Megantara terkekeh, “Akupun tak menyangka jika kau adalah chef yang diterima di restoran hotelku. Aku pikir chefnya seorag pria. Dan dari penampilanmu tidak menunjukkan jika kau bisa mengelola dapur”.
Kata-kata Megantara terdengar meremehkan di telinga Nalini.
“Saya juga tidak menyangka jika Anda adalah CEO sekaligus pemilik hotel sebesar ini,” Nalini memberanikan diri untuk membalas. Tapi memang betul, pada kenyataannya Nalini pikir pemilik hotel ini adalah seorang pria yang sudah berumur, berkepala botak atau justru memiliki rambut beruban. Bukan pria muda tampan seperti di hadapannya sekarang.
“Kau tidak punya hak untuk memprotes hal itu bukan?” Megantara terlihat kesal.
Nalini mengangguk, “Sama halnya dengan Anda, Anda juga tidak boleh menebak kemampuan orang hanya dengan melihat penampilannya saja”.
“Baiklah-baiklah, karena kau sudah diseleksi dan memang sudah diterima bekerja disini. Itu tandanya kau memang memiliki kemampuan yang lebih di banding kompetitor lain. Hotel kami tidak mungkin salah dalam merekrut karyawan,” kata Megantara.
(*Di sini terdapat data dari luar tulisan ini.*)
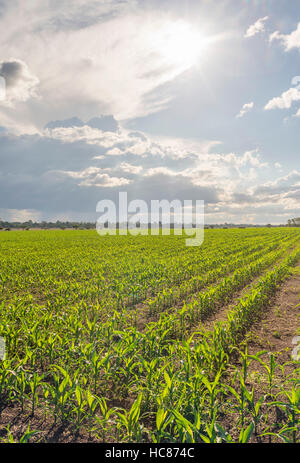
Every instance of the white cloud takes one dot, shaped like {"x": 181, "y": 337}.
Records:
{"x": 284, "y": 101}
{"x": 257, "y": 27}
{"x": 94, "y": 177}
{"x": 20, "y": 83}
{"x": 245, "y": 109}
{"x": 115, "y": 56}
{"x": 289, "y": 41}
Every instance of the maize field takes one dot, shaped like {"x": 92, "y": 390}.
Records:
{"x": 143, "y": 339}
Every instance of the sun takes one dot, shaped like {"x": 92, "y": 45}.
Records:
{"x": 181, "y": 45}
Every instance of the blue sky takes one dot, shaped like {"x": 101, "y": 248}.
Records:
{"x": 162, "y": 99}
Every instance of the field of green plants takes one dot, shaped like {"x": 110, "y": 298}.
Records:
{"x": 110, "y": 339}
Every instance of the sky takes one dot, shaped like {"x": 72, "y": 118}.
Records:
{"x": 163, "y": 99}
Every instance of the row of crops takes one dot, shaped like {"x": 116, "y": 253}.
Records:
{"x": 110, "y": 337}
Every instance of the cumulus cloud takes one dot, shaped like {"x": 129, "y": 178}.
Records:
{"x": 257, "y": 27}
{"x": 245, "y": 109}
{"x": 21, "y": 84}
{"x": 116, "y": 58}
{"x": 289, "y": 41}
{"x": 284, "y": 101}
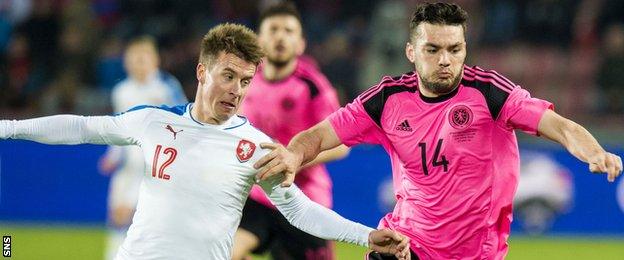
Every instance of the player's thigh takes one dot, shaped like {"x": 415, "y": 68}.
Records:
{"x": 292, "y": 243}
{"x": 372, "y": 255}
{"x": 255, "y": 223}
{"x": 244, "y": 243}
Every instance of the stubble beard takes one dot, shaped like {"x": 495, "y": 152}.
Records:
{"x": 440, "y": 88}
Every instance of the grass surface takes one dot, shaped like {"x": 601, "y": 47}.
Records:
{"x": 69, "y": 242}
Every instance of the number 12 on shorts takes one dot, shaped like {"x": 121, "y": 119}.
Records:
{"x": 160, "y": 172}
{"x": 436, "y": 154}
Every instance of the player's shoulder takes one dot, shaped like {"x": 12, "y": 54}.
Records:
{"x": 167, "y": 77}
{"x": 486, "y": 80}
{"x": 312, "y": 78}
{"x": 388, "y": 85}
{"x": 150, "y": 110}
{"x": 494, "y": 87}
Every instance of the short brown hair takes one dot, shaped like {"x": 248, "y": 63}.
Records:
{"x": 281, "y": 8}
{"x": 438, "y": 13}
{"x": 230, "y": 38}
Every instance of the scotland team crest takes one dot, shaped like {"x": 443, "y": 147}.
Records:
{"x": 245, "y": 150}
{"x": 460, "y": 117}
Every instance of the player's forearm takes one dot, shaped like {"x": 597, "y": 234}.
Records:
{"x": 329, "y": 155}
{"x": 60, "y": 129}
{"x": 578, "y": 141}
{"x": 310, "y": 143}
{"x": 306, "y": 145}
{"x": 319, "y": 221}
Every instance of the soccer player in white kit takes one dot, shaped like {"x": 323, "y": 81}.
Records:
{"x": 199, "y": 163}
{"x": 145, "y": 85}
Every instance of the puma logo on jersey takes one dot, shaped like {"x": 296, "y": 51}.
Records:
{"x": 175, "y": 133}
{"x": 404, "y": 126}
{"x": 245, "y": 150}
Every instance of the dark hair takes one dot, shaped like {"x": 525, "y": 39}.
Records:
{"x": 230, "y": 38}
{"x": 438, "y": 13}
{"x": 280, "y": 8}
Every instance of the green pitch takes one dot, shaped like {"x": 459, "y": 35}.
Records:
{"x": 69, "y": 242}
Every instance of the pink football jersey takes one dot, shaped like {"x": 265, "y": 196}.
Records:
{"x": 284, "y": 108}
{"x": 454, "y": 158}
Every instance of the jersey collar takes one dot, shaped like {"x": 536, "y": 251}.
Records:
{"x": 231, "y": 123}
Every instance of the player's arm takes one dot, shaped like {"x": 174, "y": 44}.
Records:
{"x": 580, "y": 143}
{"x": 302, "y": 149}
{"x": 333, "y": 154}
{"x": 72, "y": 129}
{"x": 322, "y": 222}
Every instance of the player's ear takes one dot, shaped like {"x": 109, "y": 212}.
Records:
{"x": 409, "y": 52}
{"x": 201, "y": 75}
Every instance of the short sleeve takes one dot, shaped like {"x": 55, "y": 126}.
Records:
{"x": 353, "y": 125}
{"x": 521, "y": 111}
{"x": 324, "y": 104}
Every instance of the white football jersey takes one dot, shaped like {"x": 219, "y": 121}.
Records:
{"x": 196, "y": 180}
{"x": 160, "y": 88}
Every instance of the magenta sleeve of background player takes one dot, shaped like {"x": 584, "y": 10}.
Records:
{"x": 523, "y": 112}
{"x": 354, "y": 126}
{"x": 325, "y": 104}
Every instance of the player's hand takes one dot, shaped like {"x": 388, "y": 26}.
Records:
{"x": 278, "y": 161}
{"x": 608, "y": 163}
{"x": 387, "y": 241}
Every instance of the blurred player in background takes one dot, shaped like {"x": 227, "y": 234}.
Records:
{"x": 449, "y": 131}
{"x": 288, "y": 96}
{"x": 199, "y": 159}
{"x": 145, "y": 85}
Kata-kata Megantara masih saja terdengar lebih seperti menyombongkan hotel miliknya. ‘Benar-benar tipe penguasa sombong dan angkuh,’ batin Nalini. beberapa detik kemudian setelah hening, Nalini memberanikan diri untuk bertanya.
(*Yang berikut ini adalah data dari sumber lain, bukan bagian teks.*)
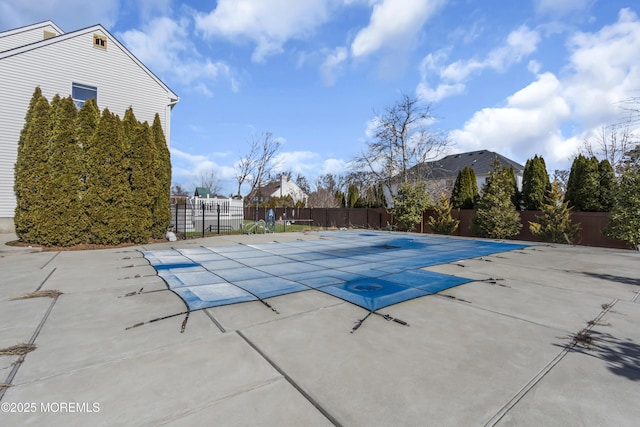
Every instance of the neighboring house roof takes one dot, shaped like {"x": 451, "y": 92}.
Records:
{"x": 28, "y": 34}
{"x": 449, "y": 166}
{"x": 65, "y": 36}
{"x": 281, "y": 188}
{"x": 42, "y": 55}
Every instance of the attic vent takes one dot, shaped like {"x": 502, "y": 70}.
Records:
{"x": 100, "y": 41}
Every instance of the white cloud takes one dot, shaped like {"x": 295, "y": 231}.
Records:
{"x": 309, "y": 164}
{"x": 443, "y": 91}
{"x": 267, "y": 23}
{"x": 528, "y": 125}
{"x": 332, "y": 64}
{"x": 602, "y": 70}
{"x": 559, "y": 8}
{"x": 393, "y": 23}
{"x": 451, "y": 78}
{"x": 164, "y": 46}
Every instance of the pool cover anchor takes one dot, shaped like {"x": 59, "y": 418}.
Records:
{"x": 386, "y": 317}
{"x": 184, "y": 322}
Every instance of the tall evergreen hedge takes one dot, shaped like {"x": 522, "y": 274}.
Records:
{"x": 583, "y": 186}
{"x": 62, "y": 195}
{"x": 465, "y": 190}
{"x": 535, "y": 183}
{"x": 160, "y": 213}
{"x": 83, "y": 177}
{"x": 496, "y": 216}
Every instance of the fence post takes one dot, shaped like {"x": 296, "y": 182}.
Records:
{"x": 218, "y": 218}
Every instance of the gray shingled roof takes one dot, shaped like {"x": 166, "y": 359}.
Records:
{"x": 449, "y": 166}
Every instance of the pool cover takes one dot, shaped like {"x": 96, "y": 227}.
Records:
{"x": 371, "y": 270}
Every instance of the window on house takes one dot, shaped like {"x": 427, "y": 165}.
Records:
{"x": 81, "y": 93}
{"x": 99, "y": 41}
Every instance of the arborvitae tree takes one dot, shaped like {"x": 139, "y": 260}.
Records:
{"x": 555, "y": 223}
{"x": 465, "y": 190}
{"x": 535, "y": 183}
{"x": 161, "y": 214}
{"x": 443, "y": 222}
{"x": 22, "y": 171}
{"x": 624, "y": 221}
{"x": 496, "y": 216}
{"x": 608, "y": 183}
{"x": 352, "y": 196}
{"x": 66, "y": 221}
{"x": 141, "y": 154}
{"x": 108, "y": 186}
{"x": 409, "y": 204}
{"x": 31, "y": 172}
{"x": 583, "y": 187}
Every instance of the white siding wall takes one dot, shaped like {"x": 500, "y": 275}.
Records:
{"x": 121, "y": 83}
{"x": 24, "y": 36}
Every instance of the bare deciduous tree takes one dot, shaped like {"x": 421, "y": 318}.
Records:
{"x": 402, "y": 139}
{"x": 611, "y": 143}
{"x": 208, "y": 179}
{"x": 256, "y": 166}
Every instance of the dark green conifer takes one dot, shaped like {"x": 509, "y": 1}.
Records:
{"x": 442, "y": 222}
{"x": 142, "y": 155}
{"x": 161, "y": 214}
{"x": 624, "y": 221}
{"x": 465, "y": 190}
{"x": 496, "y": 216}
{"x": 32, "y": 171}
{"x": 608, "y": 184}
{"x": 583, "y": 186}
{"x": 66, "y": 221}
{"x": 535, "y": 183}
{"x": 554, "y": 225}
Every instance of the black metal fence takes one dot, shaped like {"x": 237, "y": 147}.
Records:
{"x": 200, "y": 219}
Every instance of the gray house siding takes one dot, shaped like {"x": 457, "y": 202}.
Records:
{"x": 54, "y": 65}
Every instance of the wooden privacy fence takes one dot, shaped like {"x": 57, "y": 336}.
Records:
{"x": 591, "y": 223}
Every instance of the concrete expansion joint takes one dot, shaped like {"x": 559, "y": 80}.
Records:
{"x": 291, "y": 381}
{"x": 198, "y": 408}
{"x": 536, "y": 379}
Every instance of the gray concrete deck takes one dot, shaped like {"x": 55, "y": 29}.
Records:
{"x": 485, "y": 353}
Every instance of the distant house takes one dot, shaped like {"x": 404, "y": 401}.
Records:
{"x": 440, "y": 175}
{"x": 203, "y": 192}
{"x": 279, "y": 188}
{"x": 87, "y": 63}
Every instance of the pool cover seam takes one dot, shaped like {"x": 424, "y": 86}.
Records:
{"x": 291, "y": 381}
{"x": 359, "y": 250}
{"x": 21, "y": 359}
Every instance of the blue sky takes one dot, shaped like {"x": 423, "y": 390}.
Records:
{"x": 516, "y": 77}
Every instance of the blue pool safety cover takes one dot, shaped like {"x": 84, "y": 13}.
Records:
{"x": 371, "y": 270}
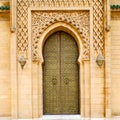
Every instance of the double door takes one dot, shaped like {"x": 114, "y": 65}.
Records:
{"x": 60, "y": 75}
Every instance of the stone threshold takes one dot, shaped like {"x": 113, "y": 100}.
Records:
{"x": 61, "y": 117}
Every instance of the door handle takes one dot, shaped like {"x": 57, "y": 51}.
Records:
{"x": 66, "y": 81}
{"x": 54, "y": 81}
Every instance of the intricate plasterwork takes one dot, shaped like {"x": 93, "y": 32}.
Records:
{"x": 79, "y": 20}
{"x": 22, "y": 17}
{"x": 98, "y": 26}
{"x": 98, "y": 18}
{"x": 58, "y": 3}
{"x": 22, "y": 26}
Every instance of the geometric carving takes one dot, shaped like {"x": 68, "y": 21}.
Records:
{"x": 98, "y": 26}
{"x": 78, "y": 19}
{"x": 22, "y": 16}
{"x": 22, "y": 26}
{"x": 57, "y": 3}
{"x": 43, "y": 19}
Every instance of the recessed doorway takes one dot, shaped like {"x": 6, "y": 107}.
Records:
{"x": 60, "y": 75}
“Maaf pak, tapi sebenarnya apa tujuan Anda mengundang saya ke sini secara langsung? Saya pikir saya hanya perlu bertemu dengan bagian personalia, lalu mulai bekerja di dapur restoran,” Nalini menunjukkan nada penasarannya.
“Aku belum sarapan, dan tugas pertamamu adalah menyiapkan sarapan untukku sekarang juga!” perintah Megantara.
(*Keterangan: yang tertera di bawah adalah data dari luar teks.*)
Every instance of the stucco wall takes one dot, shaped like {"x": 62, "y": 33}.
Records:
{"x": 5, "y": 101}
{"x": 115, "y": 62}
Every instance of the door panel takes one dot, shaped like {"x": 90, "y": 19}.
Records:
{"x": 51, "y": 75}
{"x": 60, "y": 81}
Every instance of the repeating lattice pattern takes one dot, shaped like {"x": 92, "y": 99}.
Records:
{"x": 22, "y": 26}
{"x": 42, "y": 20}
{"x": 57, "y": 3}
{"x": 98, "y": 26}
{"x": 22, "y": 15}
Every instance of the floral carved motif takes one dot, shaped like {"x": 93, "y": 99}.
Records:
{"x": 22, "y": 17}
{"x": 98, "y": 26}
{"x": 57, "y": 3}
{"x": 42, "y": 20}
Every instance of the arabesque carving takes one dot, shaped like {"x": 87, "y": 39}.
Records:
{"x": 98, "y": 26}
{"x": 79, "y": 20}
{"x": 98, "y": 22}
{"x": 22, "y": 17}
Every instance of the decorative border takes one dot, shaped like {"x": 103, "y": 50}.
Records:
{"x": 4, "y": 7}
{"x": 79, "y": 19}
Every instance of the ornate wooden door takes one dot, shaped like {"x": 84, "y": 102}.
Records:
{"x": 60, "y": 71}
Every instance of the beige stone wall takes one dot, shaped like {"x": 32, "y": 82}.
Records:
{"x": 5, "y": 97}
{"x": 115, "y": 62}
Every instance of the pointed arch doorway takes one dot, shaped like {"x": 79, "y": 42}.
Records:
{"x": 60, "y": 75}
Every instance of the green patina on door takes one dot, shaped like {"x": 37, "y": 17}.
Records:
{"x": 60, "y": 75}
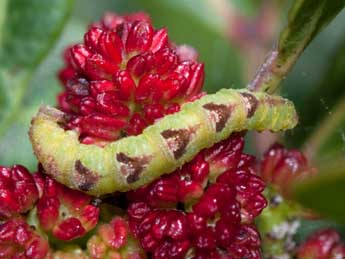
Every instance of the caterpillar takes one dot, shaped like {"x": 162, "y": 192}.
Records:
{"x": 134, "y": 161}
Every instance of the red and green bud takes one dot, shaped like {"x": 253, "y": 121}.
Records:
{"x": 65, "y": 213}
{"x": 18, "y": 192}
{"x": 282, "y": 167}
{"x": 20, "y": 240}
{"x": 124, "y": 77}
{"x": 114, "y": 241}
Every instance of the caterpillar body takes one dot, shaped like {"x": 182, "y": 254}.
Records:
{"x": 134, "y": 161}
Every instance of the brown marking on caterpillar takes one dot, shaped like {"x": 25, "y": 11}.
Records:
{"x": 219, "y": 113}
{"x": 178, "y": 140}
{"x": 132, "y": 167}
{"x": 86, "y": 179}
{"x": 274, "y": 101}
{"x": 251, "y": 103}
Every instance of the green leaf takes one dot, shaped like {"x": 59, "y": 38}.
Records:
{"x": 306, "y": 19}
{"x": 28, "y": 33}
{"x": 323, "y": 115}
{"x": 324, "y": 192}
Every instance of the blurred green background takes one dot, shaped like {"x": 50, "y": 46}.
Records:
{"x": 231, "y": 36}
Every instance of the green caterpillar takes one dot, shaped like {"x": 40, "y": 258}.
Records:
{"x": 134, "y": 161}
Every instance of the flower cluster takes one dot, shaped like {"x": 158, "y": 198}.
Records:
{"x": 183, "y": 214}
{"x": 124, "y": 77}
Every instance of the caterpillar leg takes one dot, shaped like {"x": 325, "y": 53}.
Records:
{"x": 133, "y": 161}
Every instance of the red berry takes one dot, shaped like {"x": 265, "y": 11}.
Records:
{"x": 66, "y": 213}
{"x": 214, "y": 217}
{"x": 282, "y": 167}
{"x": 19, "y": 240}
{"x": 132, "y": 75}
{"x": 113, "y": 240}
{"x": 320, "y": 245}
{"x": 18, "y": 192}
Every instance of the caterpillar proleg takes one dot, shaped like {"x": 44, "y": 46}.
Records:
{"x": 133, "y": 161}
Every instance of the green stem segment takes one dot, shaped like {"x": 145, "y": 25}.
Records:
{"x": 134, "y": 161}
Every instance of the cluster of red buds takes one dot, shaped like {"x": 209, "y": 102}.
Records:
{"x": 282, "y": 167}
{"x": 184, "y": 215}
{"x": 124, "y": 77}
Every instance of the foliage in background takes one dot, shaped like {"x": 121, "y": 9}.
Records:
{"x": 27, "y": 69}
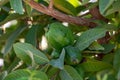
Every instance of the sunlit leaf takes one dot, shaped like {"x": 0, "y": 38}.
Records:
{"x": 65, "y": 6}
{"x": 25, "y": 74}
{"x": 104, "y": 5}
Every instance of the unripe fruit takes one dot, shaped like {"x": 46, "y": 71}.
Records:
{"x": 59, "y": 36}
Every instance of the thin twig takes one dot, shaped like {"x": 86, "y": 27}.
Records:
{"x": 60, "y": 16}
Mulut Nalini menganga, “Tunggu sebentar pak, apakah ini memang cara hotel menyambut kedatangan karyawan baru?”
Megantara menaikkan alisnya, “Kau keberatan Nona? Kalau keberatan kau bisa langsung undur diri dari sini. Kami masih memiliki banyak kandidat chef yang akan dengan senang hati bekerja di sini,”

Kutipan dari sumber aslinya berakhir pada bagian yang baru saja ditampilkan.